How to Incorporate a Company In Singapore: Understanding Business Structures

Setting up business is not a difficult process as long as one takes the time to figure out how to incorporate a company in Singapore using the best resources available. It is prudent to first understand what options is available, beginning with business structures:



Sole-Proprietorship business is a type of Singapore business that is owned and handled by either one individual or one company entity. There will be no partners involved; therefore the sole-proprietor of the business has the absolute say in dealings. However, this also means the owner can be held personally liable for any of the debts and losses incurred in the business.

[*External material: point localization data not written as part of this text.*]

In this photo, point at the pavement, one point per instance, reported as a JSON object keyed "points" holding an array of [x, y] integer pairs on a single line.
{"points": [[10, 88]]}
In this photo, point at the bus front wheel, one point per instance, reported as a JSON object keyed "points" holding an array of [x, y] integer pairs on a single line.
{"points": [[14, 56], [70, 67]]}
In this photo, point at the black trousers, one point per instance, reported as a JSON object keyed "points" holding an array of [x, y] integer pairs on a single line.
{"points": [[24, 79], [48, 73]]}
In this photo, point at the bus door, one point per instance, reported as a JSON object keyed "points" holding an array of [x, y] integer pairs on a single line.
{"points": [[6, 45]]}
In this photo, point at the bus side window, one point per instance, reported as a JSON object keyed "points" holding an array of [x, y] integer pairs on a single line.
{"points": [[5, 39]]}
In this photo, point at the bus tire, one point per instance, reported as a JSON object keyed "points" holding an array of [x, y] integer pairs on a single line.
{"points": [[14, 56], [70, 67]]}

Companies are legal personalities with the right to own properties and sue or be sued in its own name. There are three options to look out for- private companies, public companies and exempt private companies. Private companies are used to describe companies that currently have either 50 or fewer employees while public companies have more than 50 employees. Exempt private companies can also hold only 20 employees or less. Companies will need to have at least one shareholder and one local resident director in order to qualify for Singapore company formation. Foreigners who want to act as local directors will need to apply for entrepass in order to do so.

Limited Partnerships (LP)


Limited Partnerships businesses work as a partnership between parties. In order to achieve this business structure, business owners have to ensure that there is at least one general partner and one limited partner involved. It should also be noted that Limited Partnerships are not considered a separate legal entity from the partners involved.

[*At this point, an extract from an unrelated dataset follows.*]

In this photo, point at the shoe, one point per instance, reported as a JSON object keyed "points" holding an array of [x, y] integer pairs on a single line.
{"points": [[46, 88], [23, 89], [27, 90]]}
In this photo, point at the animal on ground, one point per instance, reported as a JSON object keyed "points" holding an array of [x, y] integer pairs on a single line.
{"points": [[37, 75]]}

General partners are typically the partners that are held responsible for the actions of the Limited Partnership. A limited partner will not be held responsible for any debts or obligations that are beyond the scope of their agreed contribution. However, this is also provided that they are not participating in the LP management. In the event that all general partners do not reside within Singapore, appointing a local partner would be compulsory.

Limited Liability Partnership (LLP)

Business owners can consider opting for Limited Liability Partnership if they are looking for the flexibility of partnership business structures but still wish to maintain a separate legal identity. What is more convenient is that any change in the partners of the Limited Liability Partnership business will not cast any effects on its rights, liabilities or general existence.


In the event that there are liabilities and debts that are incurred by the Limited Liability Partnership, the partners will not be held personally liable unless they have committed wrongful acts and omissions. Business owners who prefer LLP business structures should also note that they should keep all accounting records and any other supporting documentation that can assist with explaining the LLP’s financial position.


By understanding the benefits of each structure, one will find they will better understand how to incorporate a company in Singapore that best works for their preferred business processes.